A stone is projected vertically up from the bottom of a water tank. Assuming no water resistance it will go up & come down in same time but if water drag is present then the time it takes to go up, ${t_{up}}$ and the time it takes to come down, ${t_{down}}$ are related as

Answer 1

Hint: Initially, they mentioned that the stone moved up and down at the same time. But, due to the water resistance, the time has changed. It is because water resistance is an opposition force acting in the direction opposite to the motion. We need to find the net acceleration in each direction, to understand the relation between the time taken in each case.
Formula used:
$\eqalign{
  & {a_{up}} = \dfrac{{ - ({F_{drag}} + mg)}}{m} \cr
  & {a_{down}} = \dfrac{{mg - {F_{drag}}}}{m} \cr} $

Complete answer:
It is given in the question, that initially, the body moves up and down at the same time when it is released vertically.
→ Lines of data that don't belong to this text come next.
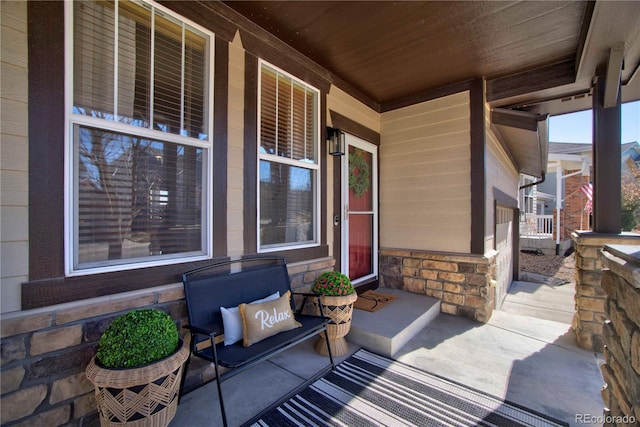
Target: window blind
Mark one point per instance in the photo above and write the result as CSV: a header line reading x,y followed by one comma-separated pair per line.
x,y
138,194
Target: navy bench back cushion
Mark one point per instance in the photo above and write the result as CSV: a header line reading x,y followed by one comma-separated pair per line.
x,y
206,292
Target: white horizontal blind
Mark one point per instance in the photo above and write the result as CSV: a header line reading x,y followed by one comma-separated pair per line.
x,y
288,154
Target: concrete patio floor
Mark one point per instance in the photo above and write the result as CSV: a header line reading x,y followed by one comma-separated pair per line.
x,y
527,357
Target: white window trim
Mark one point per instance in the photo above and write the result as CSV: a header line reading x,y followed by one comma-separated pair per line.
x,y
317,217
72,119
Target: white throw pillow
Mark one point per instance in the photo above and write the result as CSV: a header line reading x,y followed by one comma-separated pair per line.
x,y
232,322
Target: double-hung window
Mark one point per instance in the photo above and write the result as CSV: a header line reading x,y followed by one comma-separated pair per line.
x,y
288,155
139,104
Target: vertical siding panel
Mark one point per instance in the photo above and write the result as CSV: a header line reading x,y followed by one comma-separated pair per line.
x,y
14,228
425,176
340,102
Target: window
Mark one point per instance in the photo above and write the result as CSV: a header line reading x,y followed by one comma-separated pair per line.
x,y
288,154
140,137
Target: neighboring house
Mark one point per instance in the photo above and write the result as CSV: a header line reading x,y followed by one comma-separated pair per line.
x,y
573,163
144,139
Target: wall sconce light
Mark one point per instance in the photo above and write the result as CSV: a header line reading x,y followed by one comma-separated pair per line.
x,y
335,138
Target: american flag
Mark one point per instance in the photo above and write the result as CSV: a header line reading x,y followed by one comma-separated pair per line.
x,y
587,189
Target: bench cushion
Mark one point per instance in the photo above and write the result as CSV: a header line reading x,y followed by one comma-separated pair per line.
x,y
262,320
236,355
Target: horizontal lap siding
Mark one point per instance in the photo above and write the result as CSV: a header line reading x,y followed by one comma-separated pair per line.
x,y
425,176
502,175
235,162
14,182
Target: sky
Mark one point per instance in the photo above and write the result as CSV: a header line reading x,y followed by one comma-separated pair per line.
x,y
577,127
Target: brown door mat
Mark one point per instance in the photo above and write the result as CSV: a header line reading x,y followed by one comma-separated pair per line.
x,y
373,300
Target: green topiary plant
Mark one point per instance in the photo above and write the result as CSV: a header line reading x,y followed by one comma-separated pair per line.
x,y
332,283
137,338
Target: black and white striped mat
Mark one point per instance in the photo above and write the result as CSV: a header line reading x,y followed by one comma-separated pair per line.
x,y
370,390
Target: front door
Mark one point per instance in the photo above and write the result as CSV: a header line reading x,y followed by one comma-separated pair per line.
x,y
360,210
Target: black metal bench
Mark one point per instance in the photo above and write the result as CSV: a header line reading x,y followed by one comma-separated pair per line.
x,y
228,284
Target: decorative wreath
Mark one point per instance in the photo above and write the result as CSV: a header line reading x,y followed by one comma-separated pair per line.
x,y
358,183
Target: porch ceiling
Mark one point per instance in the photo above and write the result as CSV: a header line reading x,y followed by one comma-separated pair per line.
x,y
393,53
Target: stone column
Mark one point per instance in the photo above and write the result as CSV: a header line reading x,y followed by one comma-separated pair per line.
x,y
621,371
590,297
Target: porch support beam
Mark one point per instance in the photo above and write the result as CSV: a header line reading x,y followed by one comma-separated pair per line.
x,y
607,217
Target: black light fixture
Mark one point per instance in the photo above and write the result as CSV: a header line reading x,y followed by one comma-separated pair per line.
x,y
335,139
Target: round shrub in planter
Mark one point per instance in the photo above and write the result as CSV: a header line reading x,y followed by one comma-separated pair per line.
x,y
137,338
337,298
137,370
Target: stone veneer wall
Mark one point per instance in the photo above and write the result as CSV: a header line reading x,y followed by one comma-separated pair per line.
x,y
621,371
463,283
45,351
590,297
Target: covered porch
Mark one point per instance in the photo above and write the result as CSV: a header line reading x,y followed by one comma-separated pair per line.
x,y
519,355
450,99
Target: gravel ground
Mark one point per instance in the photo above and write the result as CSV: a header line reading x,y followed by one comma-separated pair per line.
x,y
558,267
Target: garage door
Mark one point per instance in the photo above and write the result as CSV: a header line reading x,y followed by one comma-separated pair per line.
x,y
504,246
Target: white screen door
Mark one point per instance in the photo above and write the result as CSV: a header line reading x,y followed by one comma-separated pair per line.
x,y
359,210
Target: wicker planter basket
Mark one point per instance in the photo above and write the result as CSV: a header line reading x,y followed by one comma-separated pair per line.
x,y
144,396
340,310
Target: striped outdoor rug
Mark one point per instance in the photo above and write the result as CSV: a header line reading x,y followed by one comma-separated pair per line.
x,y
370,390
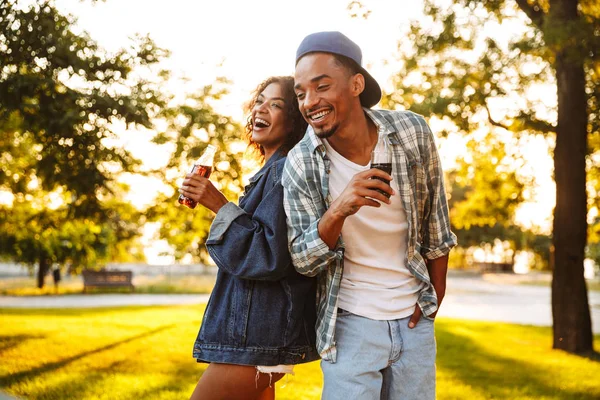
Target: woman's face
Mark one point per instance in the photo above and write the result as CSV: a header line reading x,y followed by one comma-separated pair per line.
x,y
269,125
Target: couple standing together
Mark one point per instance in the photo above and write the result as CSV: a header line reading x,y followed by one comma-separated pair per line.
x,y
320,260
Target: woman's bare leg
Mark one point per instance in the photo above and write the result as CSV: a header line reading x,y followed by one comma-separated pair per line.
x,y
234,382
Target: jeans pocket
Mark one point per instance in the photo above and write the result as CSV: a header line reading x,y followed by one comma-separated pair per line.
x,y
426,318
343,313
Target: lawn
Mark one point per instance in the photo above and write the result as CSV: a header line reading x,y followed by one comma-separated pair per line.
x,y
145,353
26,286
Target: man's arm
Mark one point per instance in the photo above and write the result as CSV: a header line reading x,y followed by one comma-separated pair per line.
x,y
438,238
314,239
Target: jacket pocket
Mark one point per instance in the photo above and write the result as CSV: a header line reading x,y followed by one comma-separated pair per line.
x,y
241,312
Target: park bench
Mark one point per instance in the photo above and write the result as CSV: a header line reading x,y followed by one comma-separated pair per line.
x,y
107,279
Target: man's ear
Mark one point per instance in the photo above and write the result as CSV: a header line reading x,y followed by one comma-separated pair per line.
x,y
357,84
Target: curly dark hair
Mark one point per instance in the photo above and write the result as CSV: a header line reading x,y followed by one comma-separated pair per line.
x,y
292,113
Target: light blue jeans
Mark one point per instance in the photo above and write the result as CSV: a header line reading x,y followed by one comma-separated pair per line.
x,y
381,360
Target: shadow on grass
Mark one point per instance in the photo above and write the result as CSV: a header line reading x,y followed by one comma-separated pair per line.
x,y
90,311
497,376
12,379
9,341
75,388
184,375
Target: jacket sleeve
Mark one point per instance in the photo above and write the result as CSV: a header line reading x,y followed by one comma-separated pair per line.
x,y
310,254
438,239
252,246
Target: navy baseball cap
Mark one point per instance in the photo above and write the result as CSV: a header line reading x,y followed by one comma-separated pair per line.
x,y
338,43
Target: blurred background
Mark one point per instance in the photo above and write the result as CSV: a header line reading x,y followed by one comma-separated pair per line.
x,y
105,105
But when the water drag is present the time taken to go up and to come down changes.

Let’s draw a free body diagram, to know the forces involved in the stone.
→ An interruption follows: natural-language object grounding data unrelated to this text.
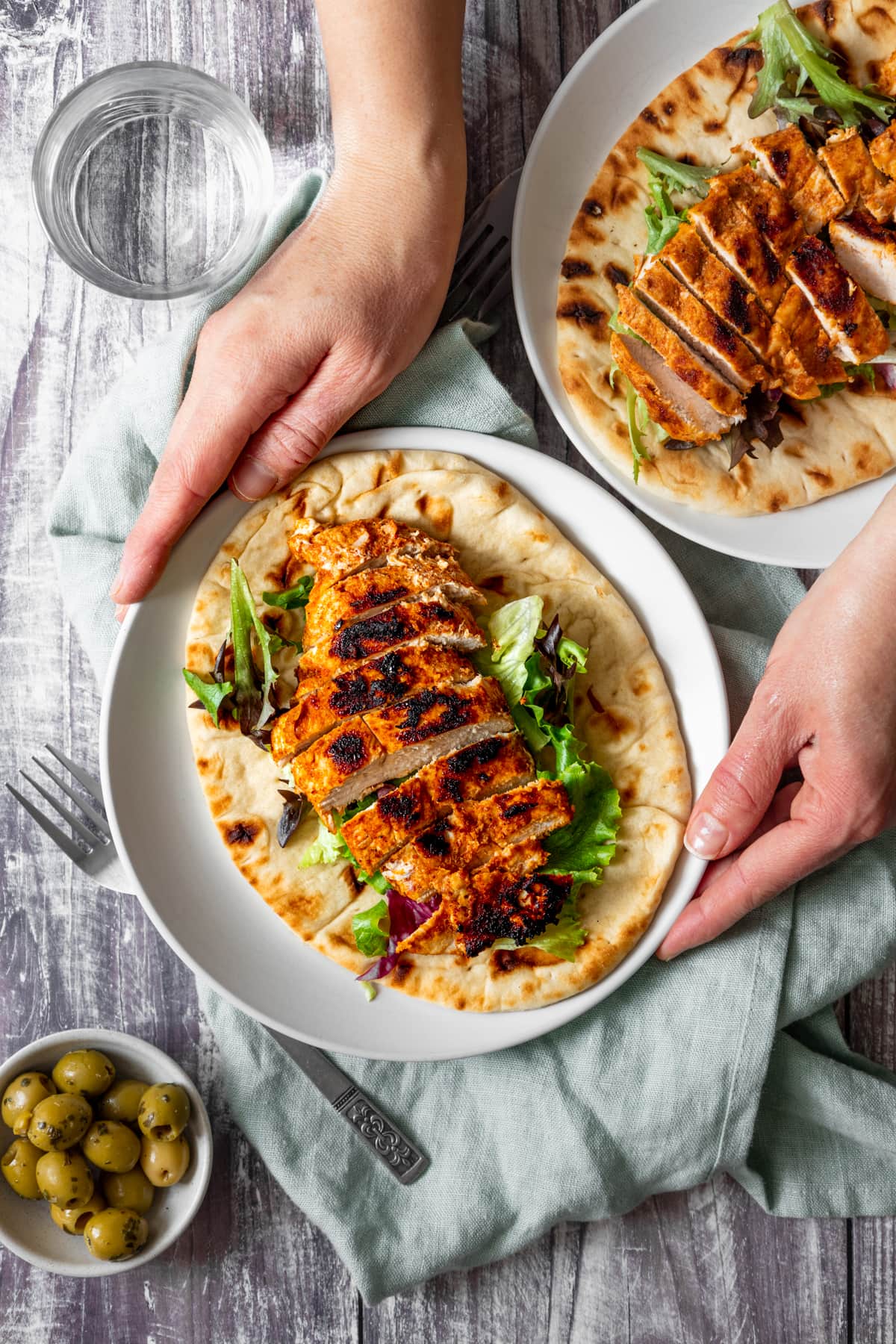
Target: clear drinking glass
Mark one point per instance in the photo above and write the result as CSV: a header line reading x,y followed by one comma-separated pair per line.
x,y
152,181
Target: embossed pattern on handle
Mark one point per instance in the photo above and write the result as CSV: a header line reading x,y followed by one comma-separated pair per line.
x,y
381,1135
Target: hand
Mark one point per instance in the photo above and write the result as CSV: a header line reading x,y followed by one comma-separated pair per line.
x,y
827,703
341,307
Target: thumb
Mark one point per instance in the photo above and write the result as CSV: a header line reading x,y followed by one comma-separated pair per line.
x,y
744,783
296,433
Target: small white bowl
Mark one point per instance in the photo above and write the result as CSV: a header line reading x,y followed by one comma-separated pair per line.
x,y
26,1226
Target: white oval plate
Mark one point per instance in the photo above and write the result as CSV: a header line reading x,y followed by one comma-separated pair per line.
x,y
180,868
615,78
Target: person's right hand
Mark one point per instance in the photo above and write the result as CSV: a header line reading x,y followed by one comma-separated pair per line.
x,y
341,307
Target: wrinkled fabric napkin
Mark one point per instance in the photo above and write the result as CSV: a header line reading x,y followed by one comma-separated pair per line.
x,y
726,1060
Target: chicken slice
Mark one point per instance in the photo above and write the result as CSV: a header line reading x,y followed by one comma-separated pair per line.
x,y
491,766
788,159
371,685
492,903
868,252
815,349
697,326
433,620
883,151
741,246
671,402
347,547
688,257
766,205
839,302
852,169
474,833
373,591
366,752
679,358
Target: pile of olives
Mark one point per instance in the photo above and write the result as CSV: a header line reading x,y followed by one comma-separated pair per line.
x,y
96,1148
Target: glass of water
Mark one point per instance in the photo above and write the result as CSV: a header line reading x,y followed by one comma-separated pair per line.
x,y
152,181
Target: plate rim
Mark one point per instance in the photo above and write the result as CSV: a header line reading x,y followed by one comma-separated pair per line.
x,y
561,406
555,1015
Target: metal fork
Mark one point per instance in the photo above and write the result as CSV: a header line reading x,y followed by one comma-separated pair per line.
x,y
97,856
481,276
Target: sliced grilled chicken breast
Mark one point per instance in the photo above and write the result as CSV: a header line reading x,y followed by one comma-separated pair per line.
x,y
868,252
839,302
788,159
852,169
494,902
491,766
373,591
736,241
364,753
477,833
671,402
680,359
815,349
433,620
697,326
766,205
371,685
347,547
883,151
688,257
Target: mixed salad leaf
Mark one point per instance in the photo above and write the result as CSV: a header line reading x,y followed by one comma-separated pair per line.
x,y
794,60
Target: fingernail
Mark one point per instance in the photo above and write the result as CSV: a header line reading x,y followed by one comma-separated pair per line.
x,y
253,480
706,836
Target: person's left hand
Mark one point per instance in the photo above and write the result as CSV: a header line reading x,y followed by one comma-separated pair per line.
x,y
827,703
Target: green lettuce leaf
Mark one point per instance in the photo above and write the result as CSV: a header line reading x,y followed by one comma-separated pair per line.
x,y
561,939
294,597
208,692
512,628
793,58
371,937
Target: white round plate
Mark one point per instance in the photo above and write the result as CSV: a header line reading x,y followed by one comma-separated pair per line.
x,y
196,897
603,93
26,1226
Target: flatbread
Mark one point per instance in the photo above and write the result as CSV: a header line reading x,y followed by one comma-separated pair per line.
x,y
828,445
622,709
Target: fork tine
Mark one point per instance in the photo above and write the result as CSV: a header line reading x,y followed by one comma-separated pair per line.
x,y
92,785
77,826
496,296
65,841
102,826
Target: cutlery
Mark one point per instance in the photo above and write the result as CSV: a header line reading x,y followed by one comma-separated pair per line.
x,y
481,276
97,856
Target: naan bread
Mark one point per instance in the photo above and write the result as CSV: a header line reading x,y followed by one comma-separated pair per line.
x,y
828,445
622,707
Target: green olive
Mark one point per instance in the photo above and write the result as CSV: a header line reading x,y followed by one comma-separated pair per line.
x,y
111,1145
75,1219
164,1162
60,1122
164,1112
20,1098
65,1179
87,1073
116,1234
122,1100
20,1169
129,1189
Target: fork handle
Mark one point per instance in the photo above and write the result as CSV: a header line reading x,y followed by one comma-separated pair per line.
x,y
385,1139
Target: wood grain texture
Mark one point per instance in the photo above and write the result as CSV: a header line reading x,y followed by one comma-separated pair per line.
x,y
699,1266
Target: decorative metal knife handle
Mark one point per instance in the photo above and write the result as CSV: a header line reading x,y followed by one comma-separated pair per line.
x,y
379,1133
385,1139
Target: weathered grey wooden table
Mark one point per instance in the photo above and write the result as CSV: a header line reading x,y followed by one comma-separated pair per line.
x,y
706,1265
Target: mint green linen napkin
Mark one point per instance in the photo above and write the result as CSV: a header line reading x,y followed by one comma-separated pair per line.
x,y
727,1060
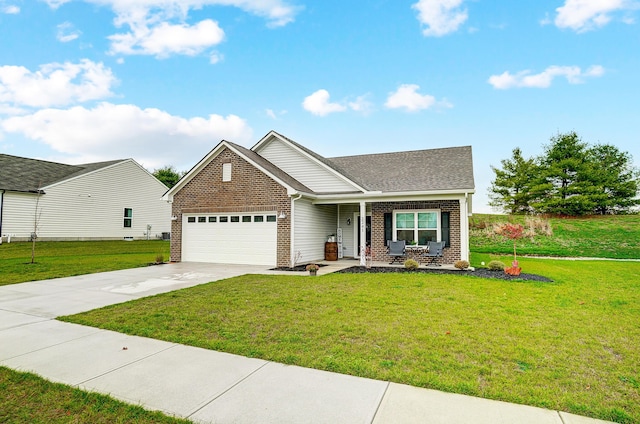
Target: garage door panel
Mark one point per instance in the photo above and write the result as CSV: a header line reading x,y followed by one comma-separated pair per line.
x,y
229,242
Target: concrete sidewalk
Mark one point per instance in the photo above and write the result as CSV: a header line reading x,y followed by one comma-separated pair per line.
x,y
207,386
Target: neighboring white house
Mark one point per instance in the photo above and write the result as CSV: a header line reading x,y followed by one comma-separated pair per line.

So, when the object is moving in an upward direction the weight mg in the downward direction and the water drag will also act in a downward direction while the buoyancy force is always upwards as shown in the free-body diagram of the stone. So, the acceleration of the stone can be given by
$\eqalign{
  & m{a_{up}} = {F_b} - ({F_{drag}} + mg) \cr
  & \Rightarrow {a_{up}} = \dfrac{{{F_b} - ({F_{drag}} + mg)}}{m} \cr} $
Similarly, the free body diagram of the stone moving in a downward direction is

Here, while the stone is moving downward, the water drag acts upwards and the weight of the stone acts downwards and the buoyancy force acts in an upward direction. So, the acceleration of the stone while moving downwards is given by
$\eqalign{
  & m{a_{down}} = mg - ({F_{drag}} + {F_b}) \cr
  & \Rightarrow {a_{down}} = \dfrac{{mg - ({F_{drag}} + {F_b})}}{m} \cr} $
The buoyant force can be neglected because the volume occupied by the stone might be very small. Thus, we can write
$\eqalign{
  & {a_{up}} = \dfrac{{ - ({F_{drag}} + mg)}}{m} \cr
  & {a_{down}} = \dfrac{{mg - {F_{drag}}}}{m} \cr} $
You can see the obvious, $\left| {{a_{up}}} \right| > \left| {{a_{down}}} \right|$.
But acceleration is inversely proportional to time, so we have
$\eqalign{
  & \dfrac{1}{{{t_{up}}}} > \dfrac{1}{{{t_{down}}}} \cr
  & \therefore {t_{up}} < {t_{down}} \cr} $
Therefore, the time taken to go up is less than the time taken to come down by the stone.

Note:
Don’t confuse water drag for buoyancy force. Water drag is the opposition force applied by fluids, opposite to the relative motion of the object. It is also called water resistance. While buoyancy force is the force applied due to the pressure exerted by the fluid. It is always constant and upward in direction.